The January 2025 issue of Nature Medicine published the most comprehensive peer-reviewed evaluation of Med-PaLM 2 capabilities. This publication provided detailed analysis of safety characteristics, physician preferences, and benchmark performance across multiple medical assessment frameworks.

As AI integration becomes core to computing platforms, specialized medical AI systems demonstrate the potential for domain-specific applications requiring both accuracy and safety considerations.

FAQ

What accuracy did Med-PaLM 2 achieve on medical exams?
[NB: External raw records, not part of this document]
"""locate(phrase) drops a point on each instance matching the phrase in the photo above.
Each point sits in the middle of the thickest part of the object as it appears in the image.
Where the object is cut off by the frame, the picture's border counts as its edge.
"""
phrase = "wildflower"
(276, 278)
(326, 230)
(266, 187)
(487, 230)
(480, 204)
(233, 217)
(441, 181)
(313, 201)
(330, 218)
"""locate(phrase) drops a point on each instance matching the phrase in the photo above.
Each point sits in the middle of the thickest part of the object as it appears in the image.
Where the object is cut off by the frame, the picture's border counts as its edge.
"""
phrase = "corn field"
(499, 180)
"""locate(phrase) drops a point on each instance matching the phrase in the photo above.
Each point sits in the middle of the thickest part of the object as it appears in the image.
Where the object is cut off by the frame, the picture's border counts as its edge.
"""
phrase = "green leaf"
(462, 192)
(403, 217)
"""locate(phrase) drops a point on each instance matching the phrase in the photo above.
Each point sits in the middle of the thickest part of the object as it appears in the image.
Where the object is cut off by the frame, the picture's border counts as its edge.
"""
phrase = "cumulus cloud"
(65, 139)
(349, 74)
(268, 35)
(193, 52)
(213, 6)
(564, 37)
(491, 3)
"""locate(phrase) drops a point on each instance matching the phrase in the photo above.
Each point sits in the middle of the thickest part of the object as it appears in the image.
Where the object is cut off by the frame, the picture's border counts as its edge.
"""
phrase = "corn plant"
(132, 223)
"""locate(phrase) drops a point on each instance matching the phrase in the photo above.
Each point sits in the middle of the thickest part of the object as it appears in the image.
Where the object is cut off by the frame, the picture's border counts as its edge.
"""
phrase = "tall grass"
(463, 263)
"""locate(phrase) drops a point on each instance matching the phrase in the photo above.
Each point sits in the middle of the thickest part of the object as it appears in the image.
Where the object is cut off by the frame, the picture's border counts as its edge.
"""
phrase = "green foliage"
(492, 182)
Med-PaLM 2 achieved 86.5% accuracy on MedQA (USMLE-style questions) and 72.3% on MedMCQA (Indian medical exams), surpassing expert-level thresholds and previous AI benchmarks by substantial margins.

How does Med-PaLM 2 compare to GPT-4?

Med-PaLM 2 scored 86.5% on MedQA versus GPT-4’s 86.1%, showing marginally higher accuracy. Med-PaLM 2 demonstrated significantly safer outputs and better alignment with scientific consensus in physician evaluations.

What is Med-PaLM M?

Med-PaLM M is the multimodal extension of Med-PaLM 2, processing medical images, genomic data, and clinical text. Three variants range from 12 billion to 562 billion parameters across 14 biomedical tasks.

How safe is Med-PaLM 2 for medical use?

Med-PaLM 2 achieved 90.6% low risk of harm rating and 92.6% scientific consensus alignment. Physicians rated it as equally safe or safer than human-generated medical answers across evaluation criteria.

When was Med-PaLM 2 released?

Med-PaLM 2 was announced in March 2023, with peer-reviewed validation published in Nature Medicine in July 2023. The most comprehensive evaluation study was published in January 2025.